Os miúdos cresceram enormidades ao longo do campeonato, colocando-se imediatamente atrás dos que parecem ter sido os pilares da conquista: Adán, um espanhol que deu aos leões a experiência na baliza; Coates, fundamental pela liderança e coordenação da linha defensiva e pelos golos decisivos quando se transformava em ponta-de-lança improvisado; Palhinha, jogador-cartaz do modelo de jogo de Amorim, porque dava à equipa o poder ganhar a bola na frente e contribuía decisivamente para o tamponar do jogo do adversário; e João Mário, cuja gestão de ritmos e capacidade para ligar jogo por dentro foi permitindo que os leões crescessem em posse também.
Claro que a estes pilares se juntaram muitos outros protagonistas que contribuíram sem ter de chamar a si os holofotes, como Feddal, Neto, Nuno Santos, Antunes, Paulinho e Jovane.
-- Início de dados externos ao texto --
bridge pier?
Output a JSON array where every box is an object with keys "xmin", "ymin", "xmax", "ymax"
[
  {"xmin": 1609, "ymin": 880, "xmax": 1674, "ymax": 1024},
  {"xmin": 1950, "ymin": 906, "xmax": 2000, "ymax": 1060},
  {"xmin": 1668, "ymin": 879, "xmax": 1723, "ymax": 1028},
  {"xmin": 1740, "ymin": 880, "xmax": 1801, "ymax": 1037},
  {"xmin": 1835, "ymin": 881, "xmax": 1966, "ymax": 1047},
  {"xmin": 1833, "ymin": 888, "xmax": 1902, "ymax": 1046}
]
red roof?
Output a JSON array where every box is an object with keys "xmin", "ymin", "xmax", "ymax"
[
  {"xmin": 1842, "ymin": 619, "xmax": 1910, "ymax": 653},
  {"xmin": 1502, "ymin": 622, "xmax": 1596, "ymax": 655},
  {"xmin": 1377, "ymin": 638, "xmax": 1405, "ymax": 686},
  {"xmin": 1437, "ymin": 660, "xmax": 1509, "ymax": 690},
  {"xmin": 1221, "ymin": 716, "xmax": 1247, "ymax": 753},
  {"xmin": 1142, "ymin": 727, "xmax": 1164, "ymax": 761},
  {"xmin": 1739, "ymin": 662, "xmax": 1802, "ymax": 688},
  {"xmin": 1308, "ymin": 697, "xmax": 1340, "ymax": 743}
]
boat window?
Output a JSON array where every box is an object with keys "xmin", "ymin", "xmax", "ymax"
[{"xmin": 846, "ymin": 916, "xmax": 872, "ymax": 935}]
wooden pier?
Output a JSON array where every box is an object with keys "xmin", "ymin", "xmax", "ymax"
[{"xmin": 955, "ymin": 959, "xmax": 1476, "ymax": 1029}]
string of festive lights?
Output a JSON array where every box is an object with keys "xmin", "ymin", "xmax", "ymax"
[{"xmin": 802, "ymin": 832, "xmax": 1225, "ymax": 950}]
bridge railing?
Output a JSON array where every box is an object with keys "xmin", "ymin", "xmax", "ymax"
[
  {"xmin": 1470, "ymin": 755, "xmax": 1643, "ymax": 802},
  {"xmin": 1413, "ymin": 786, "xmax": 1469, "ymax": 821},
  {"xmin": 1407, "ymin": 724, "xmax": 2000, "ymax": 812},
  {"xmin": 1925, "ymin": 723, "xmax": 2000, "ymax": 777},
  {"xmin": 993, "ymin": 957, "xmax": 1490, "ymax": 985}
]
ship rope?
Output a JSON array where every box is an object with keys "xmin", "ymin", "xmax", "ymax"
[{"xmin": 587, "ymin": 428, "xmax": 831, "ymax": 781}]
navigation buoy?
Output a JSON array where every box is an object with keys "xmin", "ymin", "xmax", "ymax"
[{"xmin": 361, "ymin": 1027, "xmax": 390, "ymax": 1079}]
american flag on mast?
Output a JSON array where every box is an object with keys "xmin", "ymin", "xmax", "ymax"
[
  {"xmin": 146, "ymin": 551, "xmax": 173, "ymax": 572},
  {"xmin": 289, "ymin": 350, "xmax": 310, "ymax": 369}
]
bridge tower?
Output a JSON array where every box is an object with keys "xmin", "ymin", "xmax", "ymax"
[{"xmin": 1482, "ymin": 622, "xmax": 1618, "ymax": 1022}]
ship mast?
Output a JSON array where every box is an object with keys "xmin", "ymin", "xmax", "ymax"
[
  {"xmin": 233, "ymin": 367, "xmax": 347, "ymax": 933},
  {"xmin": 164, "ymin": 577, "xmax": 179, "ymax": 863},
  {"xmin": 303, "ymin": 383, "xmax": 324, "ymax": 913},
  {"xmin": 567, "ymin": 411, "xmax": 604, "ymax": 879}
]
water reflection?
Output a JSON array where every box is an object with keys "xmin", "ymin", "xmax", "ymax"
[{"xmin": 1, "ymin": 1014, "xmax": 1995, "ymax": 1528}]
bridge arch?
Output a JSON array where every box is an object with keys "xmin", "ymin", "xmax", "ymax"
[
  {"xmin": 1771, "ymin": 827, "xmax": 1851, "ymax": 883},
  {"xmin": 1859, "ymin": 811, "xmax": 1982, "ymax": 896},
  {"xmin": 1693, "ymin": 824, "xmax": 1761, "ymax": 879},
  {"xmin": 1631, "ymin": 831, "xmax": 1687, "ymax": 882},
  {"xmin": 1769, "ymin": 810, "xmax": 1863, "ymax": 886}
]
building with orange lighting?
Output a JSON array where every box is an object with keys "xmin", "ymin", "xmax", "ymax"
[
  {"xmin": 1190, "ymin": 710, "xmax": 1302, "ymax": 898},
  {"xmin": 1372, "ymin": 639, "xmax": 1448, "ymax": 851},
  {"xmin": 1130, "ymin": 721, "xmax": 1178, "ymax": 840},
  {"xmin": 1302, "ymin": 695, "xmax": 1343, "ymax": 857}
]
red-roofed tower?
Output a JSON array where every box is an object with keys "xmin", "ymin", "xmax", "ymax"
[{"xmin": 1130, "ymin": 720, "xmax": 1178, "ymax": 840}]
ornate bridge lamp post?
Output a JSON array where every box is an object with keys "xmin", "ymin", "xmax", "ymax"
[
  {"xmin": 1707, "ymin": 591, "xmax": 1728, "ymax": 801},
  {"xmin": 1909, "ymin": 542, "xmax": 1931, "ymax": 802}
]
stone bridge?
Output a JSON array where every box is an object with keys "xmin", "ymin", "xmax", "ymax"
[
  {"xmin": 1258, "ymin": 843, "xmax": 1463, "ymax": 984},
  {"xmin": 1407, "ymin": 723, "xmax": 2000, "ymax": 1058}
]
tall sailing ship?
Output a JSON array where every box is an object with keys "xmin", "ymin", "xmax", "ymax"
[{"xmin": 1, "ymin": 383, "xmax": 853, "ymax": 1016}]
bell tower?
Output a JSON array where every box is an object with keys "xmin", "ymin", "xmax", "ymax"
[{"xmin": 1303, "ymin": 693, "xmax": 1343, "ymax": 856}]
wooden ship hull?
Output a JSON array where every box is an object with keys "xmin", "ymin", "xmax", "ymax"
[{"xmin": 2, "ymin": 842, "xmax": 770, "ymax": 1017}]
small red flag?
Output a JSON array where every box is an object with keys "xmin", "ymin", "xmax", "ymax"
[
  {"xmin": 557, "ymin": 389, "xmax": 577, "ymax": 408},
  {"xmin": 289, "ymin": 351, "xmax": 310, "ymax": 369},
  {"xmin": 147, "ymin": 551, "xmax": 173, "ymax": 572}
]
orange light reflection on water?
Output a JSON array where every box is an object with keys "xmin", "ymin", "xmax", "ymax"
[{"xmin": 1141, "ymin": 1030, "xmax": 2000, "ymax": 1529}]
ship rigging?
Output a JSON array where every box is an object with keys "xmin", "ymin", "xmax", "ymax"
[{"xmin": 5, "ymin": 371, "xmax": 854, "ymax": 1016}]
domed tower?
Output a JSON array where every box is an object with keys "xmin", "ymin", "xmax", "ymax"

Todos juntos transformaram um Sporting que começou como simples “outsider”, quase até por benevolência ou algum paternalismo, num justo campeão.
Sim, o Sporting beneficiou do afastamento prematuro da Liga Europa, a dar-lhe o tempo para trabalhar e repousar. Foi muito graças a esse tempo para aperfeiçoar o modelo em Outubro, Novembro e Dezembro, quando os adversários andavam a jogar duas vezes por semana, que os leões conseguiram ganhar a Liga. Mas a realidade nunca se explica recorrendo a apenas uma circunstância – ela depende sempre de todas e não só das que dão mais jeito. Se teve mais tempo para treinar e repousar, o Sporting também teve menos receita para recrutar, bem como menos moralização. Ainda assim, a derrota com o LASK foi um dos momentos decisivos da época dos leões.
Os outros foram-se sucedendo. O empate caseiro (2-2) com o FC Porto, a 17 de Outubro, foi a reabilitação, o “contem connosco” de uma equipa que na época anterior perdera as duas partidas que fizera com os dragões e as três que realizara com o Benfica. As vitórias contra SC Braga (2-0 na Liga e 1-0 na final da Taça da Liga), FC Porto (2-1 na meia-final da Taça da Liga) e Benfica (1-0 na Liga), todas entre 2 de Janeiro e 1 de Fevereiro, vieram mostrar que a equipa estava à altura e era mais do que um outsider – era já candidata. O empate (0-0) no Dragão, a 27 de Fevereiro, a manter a distância para o segundo em nove pontos, tornou o Sporting não apenas candidato mas favorito, a 13 jornadas do fim. Os empates com o Moreirense (1-1), FC Famalicão (1-1) e B SAD (2-2), todos em Abril, pareceram equivaler a algum medo cénico de ser feliz, que a equipa afastou ganhando em Braga (1-0), com dez homens, a 25 de Abril. Somada ao empate do FC Porto em Moreira de Cónegos no dia seguinte, essa vitória foi uma espécie de machadada final nas aspirações dos rivais: o Sporting estava ali para ser campeão.